Testing and exploring execution time

In order to do an asymptotic analysis you need to read on the Master method. This is Chapter 4 in Part 1 of Algorithms Illuminated.

In this lecture notes we will use the fact that we have the program and plot execution time versus size of input.

We use functions we already used before so we do not explain them.

import random
import time
import matplotlib.pyplot as plt
import math
def random_number_list(lower,upper,short,long):
    length = random.randrange(short,long)
    return [random.randrange(lower,upper) for i in range(length)]

def test_sorting_program_once(p, a):
    b = sorted(a)
    p(a)
    if b != a: print('expected', b, 'but found', a)
    return a == b

def test_sorting_program(p, times):
    for i in range(times):
        if not test_sorting_program_once(p, random_number_list(-10,10,0,1000)):
            return False
    return True
    
# sort 100 random arrays using mergesort and check whether it is sorted using Python's sort.
test_sorting_program(mergesort, 100)
True
# generate running time data
def running_time_data(start_size, p, step, times):
    n = start_size
    results = ([0] * times, [0] * times)
    for i in range(times):
        a = list(range(n))
        random.shuffle(a)
        start = time.process_time_ns() 
        p(a)
        (results[0][i],results[1][i]) = (n, time.process_time_ns() - start)
        n *= step
    return results
# the sizes and execution times for 10 random arrays of lengths 100, 200, 400, ..., 51200.
(size,t) = running_time_data(100,mergesort,2,10)

# Prepare the tool:
_,ax = plt.subplots()

# Plot the points for time as function of size:
ax.plot(size, t)

# Decorate the graph:
ax.set(xlabel='size', ylabel='time',
       title='Running time as function of array length')

# Add a grid:
ax.grid()

# Display:
plt.show()
../_images/dc-mergesort_12_0.png

This looks almost linear.
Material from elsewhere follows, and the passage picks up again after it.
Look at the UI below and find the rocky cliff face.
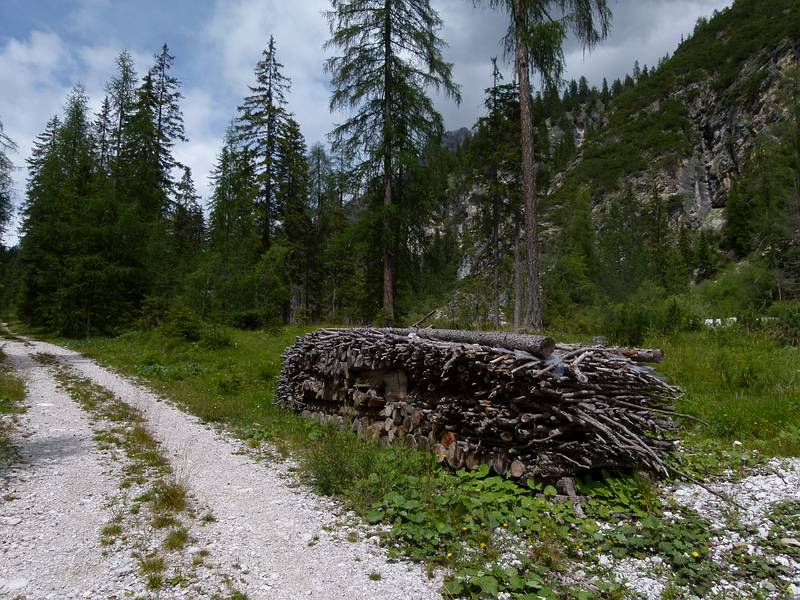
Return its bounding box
[549,40,800,229]
[659,42,800,228]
We cannot say much with this simple experiment. You will do a better experiment in the first assignment, Laboration 1. In Laboration 1 you will see yet another sorting algorithm also designed using Divide & Conquer. The algorithm is quicksort and has a more complicated step 1) but a very simple step 3): do nothing! Step 1) is called partition and it just moves to the left all elements smaller than a selected element in the array (called the pivot) and to the right all elements larger than the pivot. This can be done in linear time.

If you read the book and / or apply the Master method yourself you will find out that the asymptotic time is \(n \, \)log\( \, n\). So, lets plot this function:

# The x values:
x  = range(100, 51200)

# The y values for the linearithmic function x * log_2(x)
fx = [i * math.log2(i) for i in x]


# Prepare the tool:
_,ax = plt.subplots()

# Plot the points for fx:
ax.plot(x, fx)



# Decorate the graph:
ax.set(xlabel='x', ylabel='f(x)',
       title='Linearithmic function')

# Add a grid:
ax.grid()

# Display:
plt.show()
../_images/dc-mergesort_14_0.png

The values in the y-axis are in another range, but the curves are very similar!

Notice

An asymptotic behaviour of \(n \cdot \)log\(\,n\) is what in the book is called a for free primitive: you can use it in your algorithms, it will not spoil them.

One way of seeing this is that just filling in the array is already linear! And \(n \cdot \)log\(\,n\) is almost linear: asymptotically \( \)log\(\,n\) is almost a constant!

And now think: mergesort can sort an array as fast as filling in the array!